L'uomo che fece di "Sfaticato" una parolaccia
Siamo onesti: quando pensi a Ritorno al futuro, ti viene in mente Michael J. Fox sullo skateboard, o la DeLorean che scompare in un lampo. Ma il Preside Strickland di James Tolkan era la spalla perfetta. Era l'antagonista che amavi odiare, ma anche quello che aveva ragione. Marty McFly era uno sfaticato. Tolkan interpretò quel ruolo con una dedizione così rigida e inflessibile da renderlo leggendario. Il modo in cui abbaiava "Sfaticato!" non era solo una battuta; era un momento culturale. Definiva un archetipo.
Ricordo che da ragazzo, guardando quei film, sentivo un nodo allo stomaco quando appariva sullo schermo. Questo è il segno di un vero attore non protagonista. Non aveva bisogno del ruolo principale per rubare la scena. Gli bastava aggiustarsi gli occhiali, avvicinarsi e pronunciare una frase con quella sua caratteristica intensità nasale. Non sorprende che Michael J. Fox e Christopher Lloyd siano stati tra i primi a condividere il loro rispetto; Tolkan era il collante che teneva insieme la Hill Valley High, anche se stava cercando di distruggerla.
Più di un preside: L'eredità di Stinger
Naturalmente, se siete fan dell'aviazione navale, James Tolkan assume un peso completamente diverso. Nei panni del Comandante "Stinger" Jordan in Top Gun, era la voce della disciplina glaciale in un mondo di ribelli. Non era il tipo rumoroso che urlava come Strickland; era il leader calmo e misurato il cui dispiacere valeva mille volte più di un urlo. "Sei un problema per tutti. Perché ogni volta che vai in volo, sei pericoloso. Non mi piaci perché sei un azzardo". Quella scena è una lezione magistrale di intimidazione silenziosa. Riusciva a far sembrare Pete "Maverick" Mitchell di Tom Cruise un adolescente nervoso, e non è poco.
Ripensando alla sua filmografia, è sorprendente quanti dei nostri ricordi d'infanzia collettivi abbia toccato:
- Ritorno al futuro (1985) e Parte II (1989): L'eterno Mr. Strickland, a caccia di Marty attraverso il tempo.
- Top Gun (1986): Lo stoico Stinger, che mette a terra Maverick quando ne ha più bisogno.
- Masters of the Universe (1987): Il detective Lubic, che porta il suo realismo da uomo comune nel mondo di Eternia.
- Giochi di guerra (WarGames - 1983): Un piccolo ma memorabile ruolo come ufficiale militare, a dimostrazione che aveva il monopolio delle figure autoritarie ancor prima che gli anni '80 entrassero nel vivo.
Ciò che ho sempre ammirato di Tolkan era che non sembrava mai sforzarsi troppo. Non era un rubacuori hollywoodiano né un eroe d'azione; era il tipo che ingaggiavi quando volevi che il pubblico si raddrizzasse sulla sedia e prestasse attenzione. Portava quella stessa energia anche fuori dal set. Da tutto ciò che ho raccolto negli anni, e dai tributi che stanno arrivando ora, era un professionista esemplare. Nato a New York e con una formazione teatrale, ha saputo conferire a quei ruoli da "vecchio brontolone" una profondità che li elevava da semplici caricature a opere d'arte.

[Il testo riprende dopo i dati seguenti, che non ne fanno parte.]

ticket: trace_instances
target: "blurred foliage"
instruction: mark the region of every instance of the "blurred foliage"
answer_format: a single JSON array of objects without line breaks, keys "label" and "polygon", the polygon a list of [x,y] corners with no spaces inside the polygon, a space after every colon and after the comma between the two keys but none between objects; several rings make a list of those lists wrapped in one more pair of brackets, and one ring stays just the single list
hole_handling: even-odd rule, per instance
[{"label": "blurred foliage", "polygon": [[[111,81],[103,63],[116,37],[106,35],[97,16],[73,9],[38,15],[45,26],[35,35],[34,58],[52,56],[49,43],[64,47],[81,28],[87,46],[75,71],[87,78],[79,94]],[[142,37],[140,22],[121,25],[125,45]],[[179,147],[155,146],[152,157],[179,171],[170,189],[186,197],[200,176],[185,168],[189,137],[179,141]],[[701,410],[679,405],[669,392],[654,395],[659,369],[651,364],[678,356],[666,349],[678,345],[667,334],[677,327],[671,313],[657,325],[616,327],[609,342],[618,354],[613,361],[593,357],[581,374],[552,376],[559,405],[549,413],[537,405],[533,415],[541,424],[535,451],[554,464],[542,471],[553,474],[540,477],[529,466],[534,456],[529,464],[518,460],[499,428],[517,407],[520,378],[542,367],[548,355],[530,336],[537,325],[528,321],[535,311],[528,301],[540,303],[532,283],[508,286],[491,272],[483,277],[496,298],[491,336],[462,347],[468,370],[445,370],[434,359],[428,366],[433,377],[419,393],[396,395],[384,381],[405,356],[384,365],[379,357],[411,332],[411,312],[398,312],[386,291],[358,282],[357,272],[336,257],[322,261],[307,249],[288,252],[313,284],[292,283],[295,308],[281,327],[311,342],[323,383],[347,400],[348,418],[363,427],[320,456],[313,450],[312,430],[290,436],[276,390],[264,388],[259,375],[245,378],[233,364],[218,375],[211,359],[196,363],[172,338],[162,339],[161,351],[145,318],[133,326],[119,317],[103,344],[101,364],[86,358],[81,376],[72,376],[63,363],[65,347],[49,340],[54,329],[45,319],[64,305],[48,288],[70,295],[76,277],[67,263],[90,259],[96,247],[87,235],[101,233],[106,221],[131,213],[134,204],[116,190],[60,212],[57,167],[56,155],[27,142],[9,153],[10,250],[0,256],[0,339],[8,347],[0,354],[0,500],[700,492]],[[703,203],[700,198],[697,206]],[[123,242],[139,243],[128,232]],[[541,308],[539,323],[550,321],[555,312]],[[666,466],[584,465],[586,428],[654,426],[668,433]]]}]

Lascia un corpus di opere che sembra una capsula del tempo dell'era più divertente del cinema americano. È una perdita dura, ma l'eredità è immensa. Ogni volta che vedo un ragazzino con la schiena curva sull'autobus, sentirò ancora quella voce nella mia testa. E onestamente? Sorriderò.
Riposi in pace, Mr. Strickland. Alla fine, hai avuto tu l'ultima parola.